By SUE SUCHYTA
Sunday Times Newspapers
RIVERVIEW – Resident Jerry Cross asked city officials at the Sept. 18 City Council meeting why dangerously low Fire Department staffing levels were occurring on some shifts, a condition city officials deny.
“I just want to know why we are having one to three guys working a day when there are supposed to be four,” Cross said. “I mean, the fire chief knows a house fires doubles every two minutes. You can’t put a house fire out with three guys.
“And to assume that a neighboring city is going to be available to help you, well, you know what they say about assumptions. So what’s the plan for the Fire Department?”
Mayor Andrew Swift said he did not know what Cross’ motivation is, but the city is in negotiations with the department.
“When any Riverview resident calls for police, a police car will show up,” Swift said. “When you call for an ambulance, an ambulance will show up.

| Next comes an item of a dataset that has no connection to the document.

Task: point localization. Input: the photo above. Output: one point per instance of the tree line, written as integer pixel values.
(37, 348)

If you call for a fire truck, a fire truck will show up with firemen on it. That’s what’s going to happen and that’s the way it is, and the way it always will be.”

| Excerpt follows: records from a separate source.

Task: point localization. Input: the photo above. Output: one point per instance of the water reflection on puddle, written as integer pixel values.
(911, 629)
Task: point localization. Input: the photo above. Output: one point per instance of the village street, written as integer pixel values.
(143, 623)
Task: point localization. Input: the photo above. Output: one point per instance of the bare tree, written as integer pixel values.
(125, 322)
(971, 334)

“Now are those trucks going to say ‘City of Riverview’ on them every time?” Cross asked.
“Those trucks will say ‘City of Riverview,’” Swift said. “If not, they will say either Trenton or Wyandotte. We all know we are all part of mutual aid.”

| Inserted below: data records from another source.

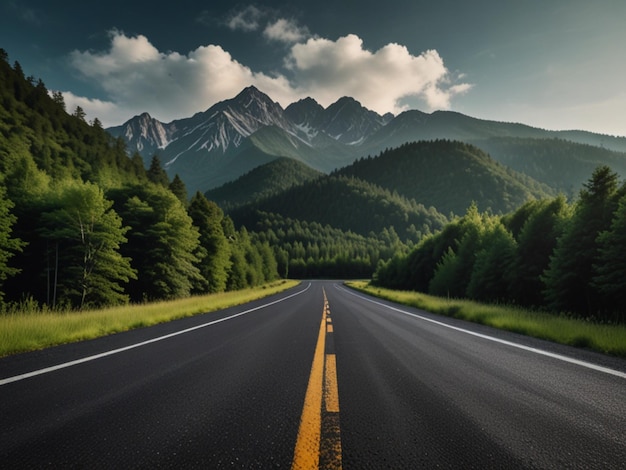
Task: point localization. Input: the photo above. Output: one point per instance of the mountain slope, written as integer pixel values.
(262, 182)
(233, 136)
(447, 175)
(348, 204)
(563, 165)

Mutual aid is an agreement among emergency responders to help across jurisdictional boundaries. Mutual aid usually is initiated only when requested. With automatic aid agreements, help may be dispatched based on which resource is closest, regardless of city boundaries.
Cross said mutual aid is not a substitute for reduced staffing situations.
“Having three guys on a four-man shift is not mutual aid,” Cross said.
Cross asked Swift if Riverview was covered under the Whistleblower’s Protection Act, a federal law that protects government employees who report violations from retaliatory action.
Swift said he believes it is.
“So why are people being threatened for their jobs for talking to the residents?” Cross asked, to which Swift replied that he was not going to comment.
Swift responded on Sept. 21 to an email request for staffing level clarification, stating that normal staffing at the Fire Department is four people, as agreed upon with the fire union.
He said when a rescue comes in, two people respond with the ambulance. If a second call comes in, the other two people respond with the city’s second ambulance, noting that Riverview only has two ambulances. If a third call were to occur, he said Trenton or Wyandotte personnel would likely respond through mutual aid agreements.
Swift said that when a fire engine answers a call, all four firefighters respond, and further calls would be responded to through the mutual aid community.
He said budget cuts have not delayed the replacement of any Fire Department equipment.
Swift declined to comment on Firefighter Richard Cadoura’s July 28 termination except to confirm it.
Cadoura has claimed on social media that he was wrongly terminated after nearly nine years as a Riverview Fire Department employee for reporting unsafe conditions within the department.
City Manager and Finance Director Douglas Drysdale said in a Sept. 22 email response that he would not comment on Cadoura’s employment status with the city because it was “an open personnel issue.”
Drysdale said the department has had shifts with less than the standard four firefighters due to employees “calling off their shifts and other employees not picking them up.”
He said the city’s roster has 30 firefighters, so there is available personnel to pick up shifts.
Drysdale said the department has had no budget cuts in recent years, and the deputy chief makes capital outlay requests each year through the budget process, and equipment is replaced as needed and within industry guidelines for useful life.